Entretanto, ainda há certa confusão no país em relação ao tema. Em novembro, a ministra da Saúde do país, Nadhim Zahawi, gerou controvérsia ao sugerir que bares e locais de práticas de esporte poderiam negar a entrada de pessoas que recusaram a imunização, através de uma tecnologia de rastreamento.
Apesar das negativas do governo britânico, vários jornais do país relataram planos internos para a criação de um passaporte de imunização ou de um selo nos passaportes regulares, que permitiriam que as pessoas vacinadas possam viajar para determinados países
Entretanto, em outra parte do mundo, esse debate já deixou de ser novidade. A China possui desde fevereiro um código de cores no sistema público de saúde, implementado em mais de 200 cidades, que determina aonde os cidadãos podem ou não ir.
Tecnologias impulsionam privilégios
O software desse sistema foi integrado pelas autoridades locais ao aplicativo de mensagens WeChat e à plataforma de pagamentos online AliPay, com número estimado de um bilhão de usuários.
Depois de as pessoas preencherem um rápido questionário sobre suas temperaturas corporais e seus históricos de saúde, o aplicativo determina a probabilidade dos indivíduos de espalharem o vírus e os coloca em uma cor referente às áreas onde podem ou não ir.
Os que estão nas cores vermelho ou amarelo são os que tiveram algum tipo de contato com o coronavírus, o que significa que estão proibidos de viajar.
Durante a cúpula dos países do G20, em novembro, o presidente da China, Xi Jinping, sugeriu a criação de um esquema semelhante em escala mundial. Ao que tudo indica, é bem provável que algum tipo de sistema de certificação internacional de vacinação venha a ser criado, ao menos no setor de viagens aéreas.
O Common Trust Network, uma rede criada pela ONG Commons Project Foundation em parceria com o Fórum Econômico Mundial, desenvolve em conjunto com várias empresas aéreas um aplicativo que deve funcionar de modo semelhante.

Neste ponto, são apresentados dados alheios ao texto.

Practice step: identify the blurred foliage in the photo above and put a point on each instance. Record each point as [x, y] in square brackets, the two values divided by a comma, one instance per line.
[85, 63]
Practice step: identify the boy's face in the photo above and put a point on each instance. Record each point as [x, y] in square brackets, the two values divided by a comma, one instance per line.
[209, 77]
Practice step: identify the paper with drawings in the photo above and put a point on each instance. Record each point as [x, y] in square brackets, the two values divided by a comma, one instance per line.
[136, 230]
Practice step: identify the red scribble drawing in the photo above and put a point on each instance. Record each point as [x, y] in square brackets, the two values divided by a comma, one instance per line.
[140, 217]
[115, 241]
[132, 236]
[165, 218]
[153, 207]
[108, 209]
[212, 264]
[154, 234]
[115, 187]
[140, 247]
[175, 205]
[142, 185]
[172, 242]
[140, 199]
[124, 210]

A IBM já criou o chamado Passe Digital de Saúde que, segundo a gigante da tecnologia, deverá "permitir que as organizações verifiquem credenciais de saúde de empregados, clientes e visitantes que entrarem em suas instalações com base em critérios definidos pela própria organização”.
Direitos especiais esbarram em questões morais
Da forma como previram os políticos alemães, o setor dos negócios poderá tirar essa decisão de suas mãos e alavancar por contra própria a criação de um círculo privilegiado de clientes covid-free. Nos Estados Unidos, várias empresas começaram a desenvolver sistemas online onde os usuários podem carregar suas informações referentes à vacinação, mesmo que regulamentações governamentais sejam contrárias a essa prática.
Mas, para Karl Lauterbach, epidemiologista e membro do Partido Social-Democrata (SPD) da Alemanha, os privilégios concedidos às pessoas vacinadas contrariam razões políticas e morais. "Não se deve descartar a possibilidade de que as pessoas vacinadas poderão infectar os outros”, afirmou.
Para ele, a justificativa econômica, que seria permitir que as empresas possam reabrir mais cedo, é apenas uma miragem. "O que realmente á perigoso para a economia é a constante abertura e fechamento da vida pública”, afirmou. "A questão de que um pequeno grupo de pessoas vacinadas poderá ou não fazer mais do que os outros é irrelevante à luz disso.”